EGU General Assembly 2022
© Author(s) 2022. This work is distributed under
the Creative Commons Attribution 4.0 License.

Enzyme activity gradients across the maize roots

Zeeshan Ibrahim, Negar Ghaderi, and Evgenia Blagodatskaya
Zeeshan Ibrahim et al.
  • Department of Soil Ecology, Helmholtz Centre for Environmental Research – UFZ, Halle (Saale), Germany (

The labile organic compounds provided by roots remove the nutrient limitation and thus stimulate microbial activity and facilitate biochemical process rates into the soil, forming microbial hotspots. However, the extent of root effect and the functional properties of microorganisms are dependent on the root morphology and can vary with the distance from the root.
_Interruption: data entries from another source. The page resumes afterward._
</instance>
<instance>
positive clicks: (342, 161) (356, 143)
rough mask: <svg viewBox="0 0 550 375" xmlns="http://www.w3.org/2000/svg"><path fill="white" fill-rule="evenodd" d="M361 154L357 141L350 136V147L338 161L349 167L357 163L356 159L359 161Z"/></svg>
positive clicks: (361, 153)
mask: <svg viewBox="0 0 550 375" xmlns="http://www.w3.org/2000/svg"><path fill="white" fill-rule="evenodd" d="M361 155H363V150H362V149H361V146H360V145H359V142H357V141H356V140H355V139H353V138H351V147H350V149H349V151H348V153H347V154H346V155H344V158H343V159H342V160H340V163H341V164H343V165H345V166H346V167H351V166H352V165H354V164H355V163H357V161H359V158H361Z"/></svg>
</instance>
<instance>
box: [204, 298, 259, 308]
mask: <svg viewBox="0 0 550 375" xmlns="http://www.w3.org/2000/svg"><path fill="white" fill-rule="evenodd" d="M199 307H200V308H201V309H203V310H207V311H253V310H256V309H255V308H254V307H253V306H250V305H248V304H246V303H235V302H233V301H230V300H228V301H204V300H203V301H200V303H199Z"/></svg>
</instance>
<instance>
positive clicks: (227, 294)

The objective of this study was 1) to investigate whether biochemical processes mediated by hydrolytic enzymes that are involved in C, N, and P cycling, are overlapping in the rhizosphere hotspots or whether they are hotspot-specific and 2) to evaluate the effect of plant genotype on the kinetic parameters in the hotspots. We identified the hotspots from two maize (Zea mays L.) plant genotypes (wild type and root hair deficient mutant) by applying zymography of β-glucosidase, acid phosphatase, and leucine aminopeptidase. Soil samples were taken at 1, 1-2, and >2mm from the hotspots epi-centrum.  The Vmax of β-glucosidase was 1.7 times higher at a 1mm distance from roots than 1-2mm and was 4 times higher than >2mm distance. The Vmax of β-glucosidase was significantly higher in the wild type versus root hair-deficient mutant at a 1mm distance from the root. Acid phosphatase and leucine aminopeptidase in both 96-well microplate and image processing indicated higher enzymes activity at the epi-centrum than outside the hotspot. In general, the microplate assay demonstrated similar trends with soil zymography, but the latter ensured better statistical significance. The Km values indicated similar enzyme systems within and outside the hotspots across the plant roots. The Km values suggested that root hair deficiency was compensated by higher affinity of enzymes acquiring C, N and P for the plant. In contrast, wild type of maize attracts microorganisms with broader spectrum of functional traits compared to root hair-deficient mutant. This work was conducted within the framework of the priority program 2089 “Rhizosphere spatiotemporal organization – a key to rhizosphere functions”, funded by the Deutsche Forschungsgemeinschaft (DFG, German Research Foundation) – Project number: 403664478. Seeds of the maize were provided by Caroline Marcon and Frank Hochholdinger (University of Bonn).

Keywords: Zymorgaphy, Enzyme activity, Enzyme affinity

How to cite: Ibrahim, Z., Ghaderi, N., and Blagodatskaya, E.: Enzyme activity gradients across the maize roots, EGU General Assembly 2022, Vienna, Austria, 23–27 May 2022, EGU22-5070,, 2022.